Yunling heeft ter onderbouwing van (de hoogte van) haar vordering enkel een -slecht leesbaar- screenshot van een Excel sheet overgelegd. Het ligt ingevolge artikel 150 Rv op de weg van de partij die zich op de rechtsgevolgen van de door haar gestelde feiten beroept, in dit geval Yunling, om haar vordering te stellen en zo nodig te bewijzen. De stelplicht komt erop neer dat van Yunling mag worden verwacht dat zij de feiten en omstandigheden waarop zij haar vordering baseert, voldoende feitelijk stelt en concreet en gemotiveerd onderbouwt. Ter zitting heeft Yunling aangegeven dat er geen facturen aan de vordering ten grondslag liggen maar dat de hoogte van de vordering uit een Excel bestand volgt. In dit Excel bestand zijn in verschillende tabbladen alle orders en betalingen verwerkt. Yunling biedt aan dit bestand alsnog te overleggen.
5.7.
Een partij krijgt pas de gelegenheid om bewijs te leveren als daartoe een relevant bewijsaanbod is gedaan en bovendien is voldaan aan de stelplicht. Het had, zoals reeds is overwogen, op de weg van Yunling gelegen om haar vordering direct bij dagvaarding, onder overlegging van alle relevante bewijsmiddelen, te onderbouwen. Door dit na te laten is voor zowel The Good Products als de kantonrechter onduidelijk hoe de (hoogte van de) vordering tot stand is gekomen. The Good Products heeft echter erkend dat zij nog een bedrag is verschuldigd voor de afgenomen producten. Zij betwist alleen de hoogte van de vordering. The Good Products voert daartoe aan dat zij meerdere malen heeft verzocht om een onderbouwing van het gevorderde bedrag en dat zij heeft aangegeven dat gestopt dient te worden met het verwerken van orders. The Good Products vermoedt dat een groot deel van de vordering ziet op orders van een minicamera waarvoor The Good Products geen toestemming heeft gegeven.
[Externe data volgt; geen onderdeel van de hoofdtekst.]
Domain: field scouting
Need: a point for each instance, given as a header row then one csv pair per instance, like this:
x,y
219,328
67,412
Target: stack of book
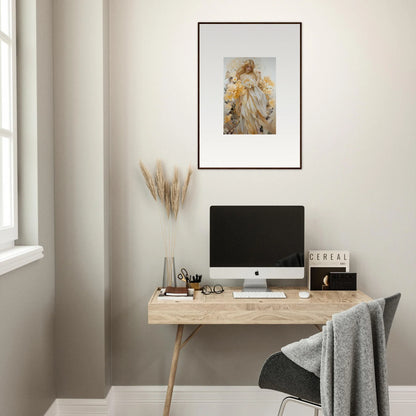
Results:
x,y
176,293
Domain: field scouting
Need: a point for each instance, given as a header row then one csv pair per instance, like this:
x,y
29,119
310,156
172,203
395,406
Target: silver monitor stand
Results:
x,y
255,285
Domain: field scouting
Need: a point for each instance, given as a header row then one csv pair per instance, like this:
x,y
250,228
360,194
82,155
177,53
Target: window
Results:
x,y
8,139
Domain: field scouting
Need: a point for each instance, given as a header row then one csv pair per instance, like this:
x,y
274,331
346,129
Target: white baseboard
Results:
x,y
53,410
203,401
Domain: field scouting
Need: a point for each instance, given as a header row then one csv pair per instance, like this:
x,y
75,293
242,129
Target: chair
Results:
x,y
282,374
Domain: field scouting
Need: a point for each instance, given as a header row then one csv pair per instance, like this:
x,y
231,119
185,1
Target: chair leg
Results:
x,y
315,406
283,405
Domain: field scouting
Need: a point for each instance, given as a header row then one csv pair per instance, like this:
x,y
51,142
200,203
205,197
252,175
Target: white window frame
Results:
x,y
11,256
9,234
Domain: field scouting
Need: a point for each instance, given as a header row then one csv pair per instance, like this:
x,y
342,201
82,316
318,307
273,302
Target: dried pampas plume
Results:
x,y
149,180
160,181
166,199
171,194
186,184
175,193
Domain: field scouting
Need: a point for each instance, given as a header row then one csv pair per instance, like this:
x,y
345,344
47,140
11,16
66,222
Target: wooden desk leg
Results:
x,y
173,368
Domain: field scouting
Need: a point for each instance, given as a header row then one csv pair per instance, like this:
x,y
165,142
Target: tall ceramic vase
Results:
x,y
169,275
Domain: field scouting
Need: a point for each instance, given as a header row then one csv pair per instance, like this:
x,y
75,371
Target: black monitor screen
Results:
x,y
257,236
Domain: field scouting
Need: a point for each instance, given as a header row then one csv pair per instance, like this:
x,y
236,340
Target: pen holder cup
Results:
x,y
194,286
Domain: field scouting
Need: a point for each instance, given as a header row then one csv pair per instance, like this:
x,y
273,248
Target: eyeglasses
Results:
x,y
207,290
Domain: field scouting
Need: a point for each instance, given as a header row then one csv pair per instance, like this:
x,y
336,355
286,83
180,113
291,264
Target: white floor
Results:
x,y
205,401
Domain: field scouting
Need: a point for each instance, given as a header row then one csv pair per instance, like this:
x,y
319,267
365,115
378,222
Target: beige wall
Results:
x,y
27,294
81,199
357,181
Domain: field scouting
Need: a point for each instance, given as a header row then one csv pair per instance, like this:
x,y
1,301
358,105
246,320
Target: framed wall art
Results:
x,y
249,95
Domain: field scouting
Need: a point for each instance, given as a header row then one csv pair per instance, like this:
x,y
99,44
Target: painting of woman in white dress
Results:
x,y
249,96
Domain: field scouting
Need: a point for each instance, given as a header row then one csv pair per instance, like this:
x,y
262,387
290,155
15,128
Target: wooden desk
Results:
x,y
223,309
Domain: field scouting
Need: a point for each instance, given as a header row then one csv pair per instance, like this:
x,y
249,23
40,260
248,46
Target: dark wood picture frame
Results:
x,y
300,91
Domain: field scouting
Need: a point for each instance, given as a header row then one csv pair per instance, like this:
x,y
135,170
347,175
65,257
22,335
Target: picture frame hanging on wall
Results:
x,y
249,95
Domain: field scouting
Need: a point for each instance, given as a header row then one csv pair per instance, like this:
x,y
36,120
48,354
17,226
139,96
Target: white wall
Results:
x,y
357,181
27,294
82,325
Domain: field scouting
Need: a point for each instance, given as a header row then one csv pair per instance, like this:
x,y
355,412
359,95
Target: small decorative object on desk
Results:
x,y
190,281
172,195
176,294
323,262
342,281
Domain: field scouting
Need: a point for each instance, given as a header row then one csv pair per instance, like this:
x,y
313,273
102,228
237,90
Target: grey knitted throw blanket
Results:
x,y
349,357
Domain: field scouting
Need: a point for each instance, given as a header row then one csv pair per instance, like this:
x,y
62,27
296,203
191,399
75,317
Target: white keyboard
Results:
x,y
259,295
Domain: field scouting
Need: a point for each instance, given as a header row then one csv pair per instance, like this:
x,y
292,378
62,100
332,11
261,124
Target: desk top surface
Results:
x,y
224,309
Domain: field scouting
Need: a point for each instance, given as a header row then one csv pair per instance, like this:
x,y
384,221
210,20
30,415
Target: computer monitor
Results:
x,y
256,243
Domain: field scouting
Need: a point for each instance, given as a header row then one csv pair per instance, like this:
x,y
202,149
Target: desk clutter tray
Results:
x,y
164,297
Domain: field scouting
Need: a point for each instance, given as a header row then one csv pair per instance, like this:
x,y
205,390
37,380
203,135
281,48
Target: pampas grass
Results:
x,y
171,195
186,184
149,180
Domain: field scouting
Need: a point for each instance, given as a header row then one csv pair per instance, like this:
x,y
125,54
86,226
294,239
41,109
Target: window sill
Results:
x,y
19,256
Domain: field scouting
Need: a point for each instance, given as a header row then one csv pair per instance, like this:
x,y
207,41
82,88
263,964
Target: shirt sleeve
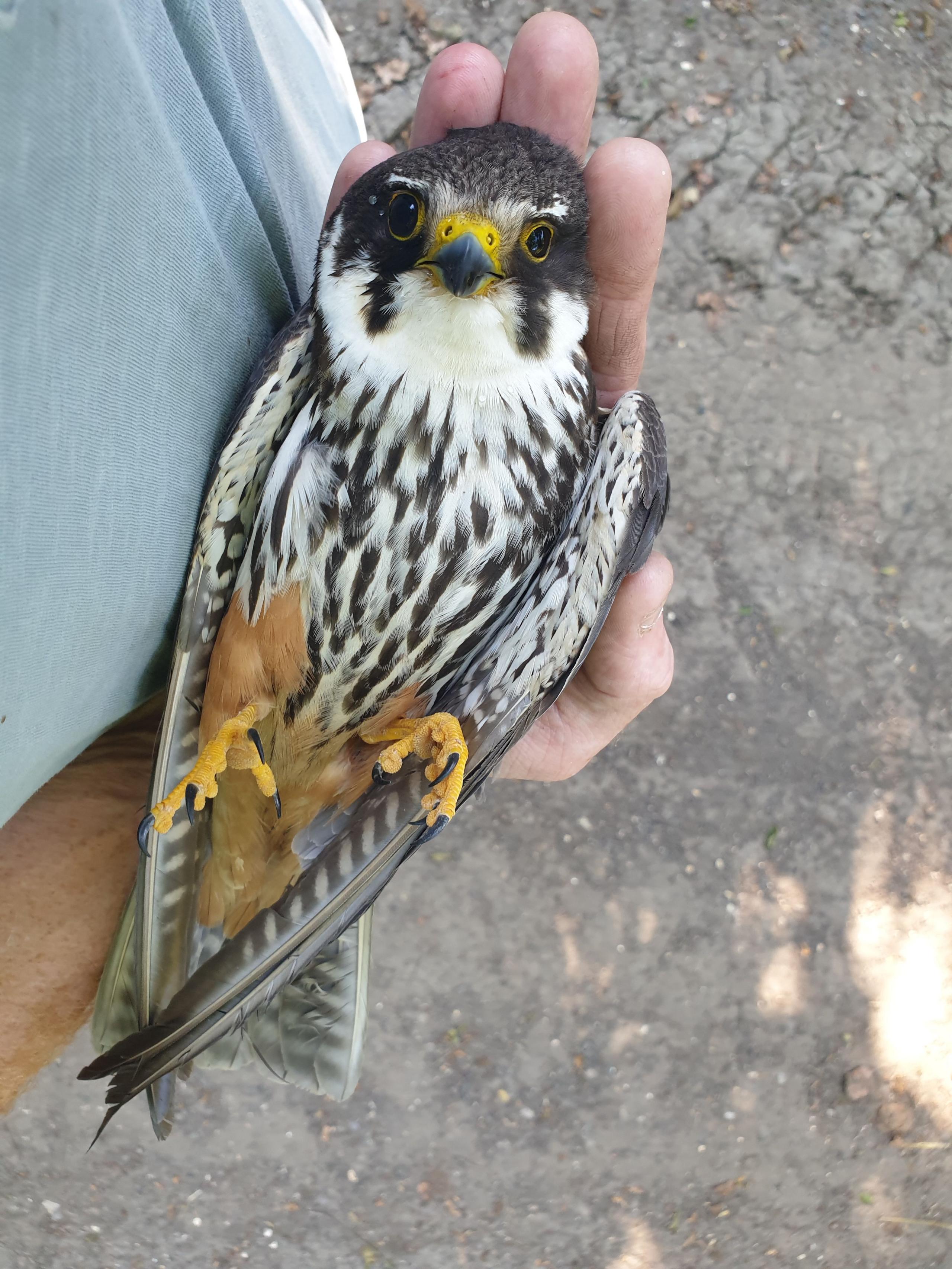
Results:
x,y
167,168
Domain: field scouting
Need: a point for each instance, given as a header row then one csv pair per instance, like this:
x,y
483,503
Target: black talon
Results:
x,y
143,834
257,741
452,763
442,821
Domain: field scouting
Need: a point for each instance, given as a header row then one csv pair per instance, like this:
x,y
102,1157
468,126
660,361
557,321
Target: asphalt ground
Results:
x,y
696,1004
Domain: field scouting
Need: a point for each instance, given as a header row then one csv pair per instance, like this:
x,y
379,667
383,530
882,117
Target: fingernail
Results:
x,y
648,624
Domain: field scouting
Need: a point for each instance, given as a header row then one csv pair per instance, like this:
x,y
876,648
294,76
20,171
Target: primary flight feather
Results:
x,y
411,540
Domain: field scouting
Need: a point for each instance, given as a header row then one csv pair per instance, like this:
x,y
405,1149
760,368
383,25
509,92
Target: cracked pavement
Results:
x,y
695,1005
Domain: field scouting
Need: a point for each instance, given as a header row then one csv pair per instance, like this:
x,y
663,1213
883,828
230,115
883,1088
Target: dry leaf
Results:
x,y
682,200
415,13
432,45
711,301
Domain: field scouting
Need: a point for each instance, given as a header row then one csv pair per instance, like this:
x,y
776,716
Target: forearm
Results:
x,y
68,862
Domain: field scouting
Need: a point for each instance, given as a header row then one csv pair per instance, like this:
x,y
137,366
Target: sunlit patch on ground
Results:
x,y
900,942
781,992
640,1249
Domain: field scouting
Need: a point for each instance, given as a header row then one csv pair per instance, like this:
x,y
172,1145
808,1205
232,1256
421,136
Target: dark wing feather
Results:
x,y
237,988
158,953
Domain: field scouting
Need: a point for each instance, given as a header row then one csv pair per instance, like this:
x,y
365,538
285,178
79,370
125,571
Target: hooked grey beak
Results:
x,y
464,266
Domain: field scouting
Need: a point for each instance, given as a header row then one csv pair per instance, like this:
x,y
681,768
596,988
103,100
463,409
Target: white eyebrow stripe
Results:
x,y
406,182
558,211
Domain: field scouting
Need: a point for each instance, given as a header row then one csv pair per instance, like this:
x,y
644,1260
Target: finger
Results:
x,y
463,89
629,183
551,80
355,164
629,667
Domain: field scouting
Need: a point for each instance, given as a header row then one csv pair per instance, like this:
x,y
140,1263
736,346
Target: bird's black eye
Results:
x,y
537,240
405,215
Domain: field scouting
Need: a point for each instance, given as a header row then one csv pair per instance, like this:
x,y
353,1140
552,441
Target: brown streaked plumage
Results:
x,y
435,523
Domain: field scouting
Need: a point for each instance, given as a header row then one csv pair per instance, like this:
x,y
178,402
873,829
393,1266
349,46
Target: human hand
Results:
x,y
550,84
68,858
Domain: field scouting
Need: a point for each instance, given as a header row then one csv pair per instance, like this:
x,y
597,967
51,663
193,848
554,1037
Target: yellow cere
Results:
x,y
452,228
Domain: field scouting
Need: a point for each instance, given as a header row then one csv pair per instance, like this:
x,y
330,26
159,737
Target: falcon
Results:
x,y
411,540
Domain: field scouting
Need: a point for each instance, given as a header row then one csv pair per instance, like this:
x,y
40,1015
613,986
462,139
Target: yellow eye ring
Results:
x,y
405,215
537,240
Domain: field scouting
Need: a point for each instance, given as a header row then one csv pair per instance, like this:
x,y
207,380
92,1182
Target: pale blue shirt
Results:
x,y
164,169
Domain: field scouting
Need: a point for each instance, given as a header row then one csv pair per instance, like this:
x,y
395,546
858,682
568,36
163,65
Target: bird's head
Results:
x,y
476,239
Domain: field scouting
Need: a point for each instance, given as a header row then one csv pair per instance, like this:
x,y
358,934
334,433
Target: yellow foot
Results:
x,y
237,745
438,739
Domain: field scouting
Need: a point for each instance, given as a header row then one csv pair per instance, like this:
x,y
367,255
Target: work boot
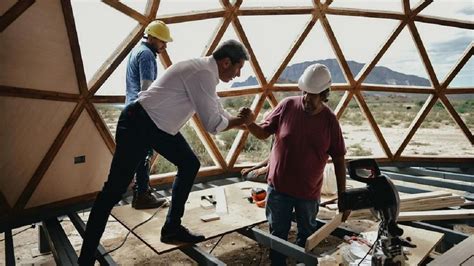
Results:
x,y
179,234
146,200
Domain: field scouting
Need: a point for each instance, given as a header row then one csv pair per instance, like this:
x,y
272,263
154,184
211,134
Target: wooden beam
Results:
x,y
75,47
49,157
241,91
449,107
459,91
108,99
115,59
425,109
192,16
397,89
151,9
101,127
265,11
373,124
437,215
313,240
446,22
364,13
119,6
14,12
9,91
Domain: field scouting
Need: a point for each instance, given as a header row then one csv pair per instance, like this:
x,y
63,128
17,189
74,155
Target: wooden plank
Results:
x,y
75,47
192,16
323,232
446,22
402,89
424,195
37,94
364,13
49,157
241,214
262,11
14,12
435,215
461,254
Daarnaast zijn voor meerdere producten aanbiedingen niet verwerkt en dubbele verzendkosten berekend waardoor de inkoop duurder werd dan de verkoop en The Good Products hierop verlies heeft geleden. Daarbij waren klanten niet tevreden en zijn veel klachten ontvangen. The Good Products voert voorts aan dat zij al meerdere betalingen heeft verricht en dat zij geen zicht heeft gehad op de verwerkte orders, prijzen en nieuwe orders, omdat zij nooit toegang heeft gekregen tot de digitale portal.
5.8.
Gelet op bovengenoemde erkenning van The Good Products ten aanzien van het bestaan van een vordering enerzijds en betwisting van de hoogte hiervan anderzijds, zal de kantonrechter Yunling overeenkomstig haar bewijsaanbod in de gelegenheid stellen om haar stelling dat de hoogte van de vordering op The Good Products € 11.648,20 bedraagt nader te onderbouwen. Vervolgens zal The Good Products in de gelegenheid worden gesteld om hier nog op te reageren.
5.9.
De kantonrechter houdt iedere verdere beslissing aan.

6.De beslissing

De kantonrechter:
6.1.
laat Yunling toe tot het leveren van bewijs van haar stelling dat The Good Products gehouden is om nog een bedrag van € 11.648,20 aan hoofdsom aan Yunling te voldoen;
6.2.
bepaalt dat bewijslevering door middel van het overleggen van stukken plaatsvindt vóór of uiterlijk op de rolzitting van
11 mei 2022te 10:00 uur;
6.3.
wanneer Yunling voor bewijslevering getuigen wil laten horen, moeten uiterlijk op deze rolzitting ook het aantal en de personalia van de getuigen worden opgegeven evenals de verhinderdata van
beidepartijen, de gemachtigden en - voor zover mogelijk - van de getuigen. Daarna zal een tijdstip voor het verhoor worden bepaald;
6.4.
uitstel wordt in beginsel niet verleend. Bij het ontbreken van tijdig bericht van Yunling wordt er van uitgegaan dat zij geen gebruik wenst te maken van de gelegenheid tot bewijslevering;
6.5.
houdt iedere verdere beslissing aan.
Dit vonnis is gewezen door mr. I. de Greef en op bovengenoemde datum in het openbaar uitgesproken in aanwezigheid van de griffier.